- Cepi Kurnia/tvOne
Dedi Mulyadi Umumkan Sayembara Berhadiah Ratusan Juta Rupiah: Lombakan Kebersihan antar-UPTD Dinas PU, yang Terburuk Diumumkan secara Terbuka
Jakarta, tvOnenews.com - Gubernur Jawa Barat Dedi Mulyadi mengumumkan sayembara berhadiah. Tak tanggung-tanggung, hadiahnya mencapai ratusan juta rupiah.
Hal ini diungkapkannya saat meninjau langsung ke sejumlah titik jalan provinsi di Tasikmalaya.
Saat melihat-lihat sekitar, Kang Dedi Mulyadi atau KDM langsung menyoroti kondisi kebersihan jalan.
KDM bahkan sempat berhenti untuk menegur petugas kebersihan UPTD setempat lantaran masih adanya tumpukan sampah plastik yang berserakan.
Melihat hal itu, Dedi Mulyadi lantas menekankan pentingnya menjaga estetika dan kebersihan jalan provinsi agar tidak kalah dengan wilayah lain.
Sebagai bentuk motivasi, Kang Dedi Mulyadi akhirnya mengumumkan sayembara antar-UPTD dengan hadiah total Rp100 juta bagi unit yang mampu menjaga wilayahnya paling bersih dan indah.
“Lombakan kebersihan dan keindahan antar-UPTD Dinas PU. Yang terbaik akan diberi hadiah dan yang terburuk akan diumumkan secara terbuka. Tasikmalaya harus kembali ke jati dirinya sebagai Kota Resik,” kata Dedi Mulyadi dikutip Senin (11/5/2026) dari laman bapenda.jabarprov.go.id dan YouTube KDM.
Hunian kumuh yang berdiri di lahan milik pemerintah atau sempadan jalan tak luput dari sorotannya.
Saat meninjau wilayah itu, KDM menemukan seorang warga lansia bernama Abah Maman.
Selama ini Abah Maman diketahui tinggal di gubuk kecil yang sangat tidak layak di atas drainase lahan milik PU Provinsi Jawa Barat.

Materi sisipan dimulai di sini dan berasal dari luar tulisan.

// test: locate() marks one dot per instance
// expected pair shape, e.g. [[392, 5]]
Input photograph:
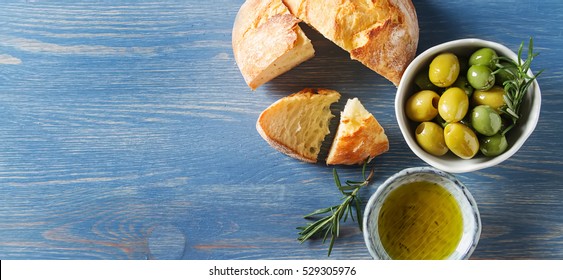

Gubuk Abah Maman sangat memprihatinkan. Ditambah lagi tidak adanya fasilitas sanitasi yang memadai.
Sebagai langkah cepat, Dedi Mulyadi memberikan bantuan modal usaha masing-masing sebesar Rp5 juta kepada warga yang terdampak agar mereka dapat mencari tempat tinggal yang lebih layak dan memulai usaha kecil secara mandiri.
Lantas, KDM menginstruksikan UPTD dan Satpol PP Provinsi Jawa Barat untuk menertibkan bangunan liar di atas saluran air karena menghambat aliran drainase dan mempercepat kerusakan jalan.
“Pinggir jalan provinsi tidak boleh ada bangunan kumuh. Semuanya harus bersih dan tertata. Saluran air tidak boleh tersumbat agar jalan tidak cepat rusak akibat luapan air hujan,” tegas KDM.